In the late 1960s and early 1970s, before Star Wars burst into the mainstream/blockbuster arena, science fiction films were not usually regarded as action movies. There is very little action in films like 2001: A Space Odyssey, The Andromeda Strain, Colossus: The Forbin Project, or Silent Running. Instead, each of these films dealt with ideas such as the implications of man’s actions on the world or technology. Silent Running, considered by many to be the first environmentalist film, deals with man’s attitude regarding the destruction of the forests and their eco-systems.

In the movie, which is set in the somewhat distant future, the Earth has become devoid of trees and grass. How it got that way is not explained, aside from some comments about the lack of a blue sky and a constant temperature in all parts of the world. Several large spaceships, equipped with gigantic transparent domes, carry what’s left of the forests and their wildlife into the relative safety of space until such time as they can assist in the reforestation of the planet. One of those ships is the Valley Forge.

The Valley Forge’s crew has been waiting for the signal to return home for eight years. So, when news that an important transmission is forthcoming begins to circulate, the crew believes that the time has finally come. The caretaker of the forest domes on the Valley Forge, Freeman Lowell (Bruce Dern), has hopes to be the project manager on the reforestation of Earth. His crewmates, however, aren’t expecting that he’ll get such an honor. In fact, they doubt that such a reforestation will ever occur. They think that if such a thing were destined to happen, the signal to return home would have arrived much sooner. They believe that humanity has lost interest in such things and that Lowell’s hope for the Earth is misguided.

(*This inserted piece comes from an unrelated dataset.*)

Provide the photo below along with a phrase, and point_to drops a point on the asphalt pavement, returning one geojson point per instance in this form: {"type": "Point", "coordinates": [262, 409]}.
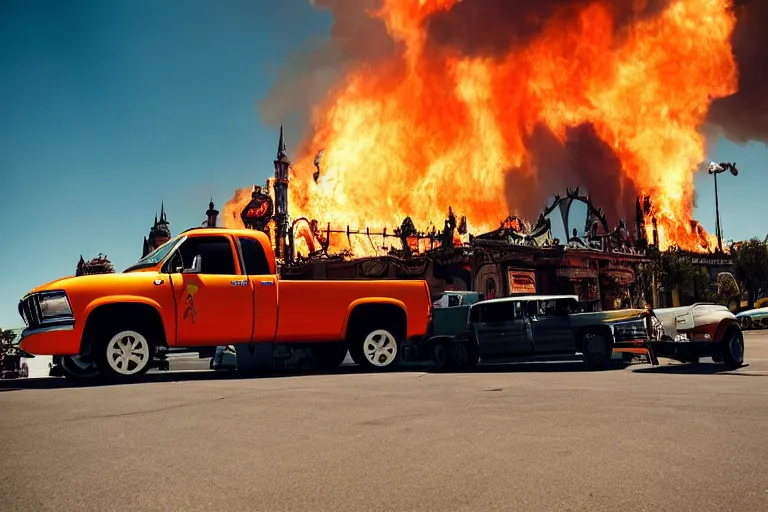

Lowell tends to the forest and gardens of the Valley Forge with great care. When the rest of the crew eats the standard issue processed food from the ship’s mess hall, he chastises them for eating “crap” as he eats the fruits and vegetables he’s grown in the dome. He gets angry when they step on the flowers he’s planted. And, when that long-awaited transmission orders the ship to jettison and detonate the forest domes and return home, Lowell decides that he can’t let that happen.

Audiences raised on pseudo-science fiction fare like The Matrix and Iron Man will find Silent Running to be a complete snooze-fest. There are no action sequences. No thrilling CGI effects. No clearly defined good and evil characters. And, for me, that’s a good thing. The story is relatively simple – perhaps a little too simple – but it is told with conviction and I appreciate that.

The special effects are relatively crude — aside from the Drones, the robot helpers the crew uses to assist with the maintenance of the ship — and the soundtrack is quite dated, with Joan Baez warbling on about the “earth between our toes,” but the simplistic tale of a man who tries to defend that which is defenseless is refreshingly succinct in an age where most movies seem to go out of their way to be overly confusing.